Si è un po' il senso di
questa canzone. Ce n'è un'altra che parla dello sesso tema che s'intitola,
"Chissà se in cielo passano gli Who", in cui in maniera più leggera
e ironica ammetto che si può fare lo sforzo di fare le cose giuste e di
guadagnarci il tanto ambito premio della vita eterna, però dobbiamo essere
sicuri di ascoltare la musica che ci piace.
Insomma tutti i problemi di Ligabue che ci sono in questo
momento, sono dentro l'album. Invece "Ti sento"?
"Ti sento" è una
canzone d'amore, la prima in cui non ci sono riferimenti sessuali espliciti, ma
che forse possiamo definire più sensuali. Nella canzone si racconta quanto
senti attraverso i sensi, l'oggetto del tuo amore: nelle canzoni, nell'aria come
profumo.
A Cannes il tuo film
è stato accettato in una sezione molto prestigiosa, che è "la settimana
della critica", credo questo sia un grande onore per te in qualità di
regista.
Questo fatto ci
dà molta soddisfazione e siamo curiosi di vedere il tipo di effetto che
potrebbe suscitare il film in Francia e al di fuori del nostro paese in quanto
quella trattata è una storia che appartiene soprattutto all'Italia. Inoltre,
non essendo in concorso siamo molto rilassati e forse andremo a Cannes a fare un
po' di casino.
C'è da aspettarsi Ligabue sulla Croisette che fa un concerto?
Oppure che giro nudo come
qualche stellina. Scherzo, ancora non abbiamo deciso nulla, ma è probabile che
facciamo qualcosa.
Questa è una buona notizia perché lì non succede
tantissimo. Se tu dovessi cominciare un racconto autobiografico, come lo
cominceresti?
Comincerei con: "Era
un testardo e non cambiò mai idea rispetto a rimanere testardo..." Forse
il libro potrebbe già finire così, sarebbe il libro più breve che abbia mai
scritto e comunque non venderebbe tantissimo. Sarebbe un documentario, una
fotografia più che un libro.
Testardo?
Sì, lo sono e continuo ad
esserlo, anche se non è che ne sia orgoglioso. Sono tediato da sentimenti tipo
l'orgoglio, ma sono cose che ti aiutano a perseguire i tuoi obiettivi, anche nei
momenti di difficoltà.
La cosa che ti fa arrabbiare da testardo qual è?

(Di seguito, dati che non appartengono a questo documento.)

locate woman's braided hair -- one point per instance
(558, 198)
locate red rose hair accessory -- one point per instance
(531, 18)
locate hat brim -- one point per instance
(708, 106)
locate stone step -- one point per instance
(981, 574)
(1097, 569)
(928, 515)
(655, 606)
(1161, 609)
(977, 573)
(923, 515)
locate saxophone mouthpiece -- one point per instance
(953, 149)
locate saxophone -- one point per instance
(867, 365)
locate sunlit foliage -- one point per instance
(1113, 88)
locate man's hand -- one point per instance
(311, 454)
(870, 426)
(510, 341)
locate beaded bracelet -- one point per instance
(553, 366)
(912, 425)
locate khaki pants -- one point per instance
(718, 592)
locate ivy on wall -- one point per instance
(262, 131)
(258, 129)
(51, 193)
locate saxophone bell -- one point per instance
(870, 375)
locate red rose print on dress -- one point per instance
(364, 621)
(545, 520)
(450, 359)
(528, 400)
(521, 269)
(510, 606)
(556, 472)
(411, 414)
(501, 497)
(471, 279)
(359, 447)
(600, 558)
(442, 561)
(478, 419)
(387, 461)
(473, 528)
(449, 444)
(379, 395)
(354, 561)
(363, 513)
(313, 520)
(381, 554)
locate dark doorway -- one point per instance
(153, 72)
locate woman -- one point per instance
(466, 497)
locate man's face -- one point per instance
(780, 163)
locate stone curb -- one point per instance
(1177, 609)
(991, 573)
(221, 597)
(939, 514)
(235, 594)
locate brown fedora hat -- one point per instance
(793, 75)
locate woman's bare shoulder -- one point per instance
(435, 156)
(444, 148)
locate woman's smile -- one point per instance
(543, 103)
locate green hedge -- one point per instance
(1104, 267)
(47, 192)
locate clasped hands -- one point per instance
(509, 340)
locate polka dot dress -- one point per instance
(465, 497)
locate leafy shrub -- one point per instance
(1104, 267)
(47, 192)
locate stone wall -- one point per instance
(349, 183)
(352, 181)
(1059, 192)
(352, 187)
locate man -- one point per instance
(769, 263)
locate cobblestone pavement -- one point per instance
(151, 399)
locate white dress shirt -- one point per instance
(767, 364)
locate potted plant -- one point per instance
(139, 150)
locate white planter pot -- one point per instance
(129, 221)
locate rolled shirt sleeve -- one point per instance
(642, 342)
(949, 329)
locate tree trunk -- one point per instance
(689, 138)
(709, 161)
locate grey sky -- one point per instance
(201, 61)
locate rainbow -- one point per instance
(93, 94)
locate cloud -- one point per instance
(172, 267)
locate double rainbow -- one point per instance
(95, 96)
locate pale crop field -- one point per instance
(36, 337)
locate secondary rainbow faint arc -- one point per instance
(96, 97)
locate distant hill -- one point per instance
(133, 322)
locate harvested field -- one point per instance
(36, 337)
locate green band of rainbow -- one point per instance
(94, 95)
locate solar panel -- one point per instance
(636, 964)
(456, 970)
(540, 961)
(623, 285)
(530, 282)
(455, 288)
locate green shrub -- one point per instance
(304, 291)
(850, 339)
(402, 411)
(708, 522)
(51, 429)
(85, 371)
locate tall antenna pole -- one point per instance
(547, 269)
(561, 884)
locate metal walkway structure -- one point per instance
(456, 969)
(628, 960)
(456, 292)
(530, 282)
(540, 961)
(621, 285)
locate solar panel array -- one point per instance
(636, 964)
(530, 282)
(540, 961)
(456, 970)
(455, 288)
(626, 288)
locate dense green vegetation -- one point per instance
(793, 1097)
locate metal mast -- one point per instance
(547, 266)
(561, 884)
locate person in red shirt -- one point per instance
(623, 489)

Mi fanno arrabbiare le sentenze
troppo veloci. Mi arrabbio con i giudici senza appello, che non hanno seguito
l'evolversi del processo. Si arriva troppo presto a conclusioni su una persona
in base ad una sua fotografia, ad una sua apparizione in televisione, è un modo
di fare troppo ingeneroso, perché per giudicare una persona occorre che gli si
dedichi un po' di tempo. Se c'è un po' di gente che vuole dedicare un po' di
tempo all'ascolto di questo disco ne sarei contento e allo stesso tempo spero
che chi lo ascolta sia felice nel farlo.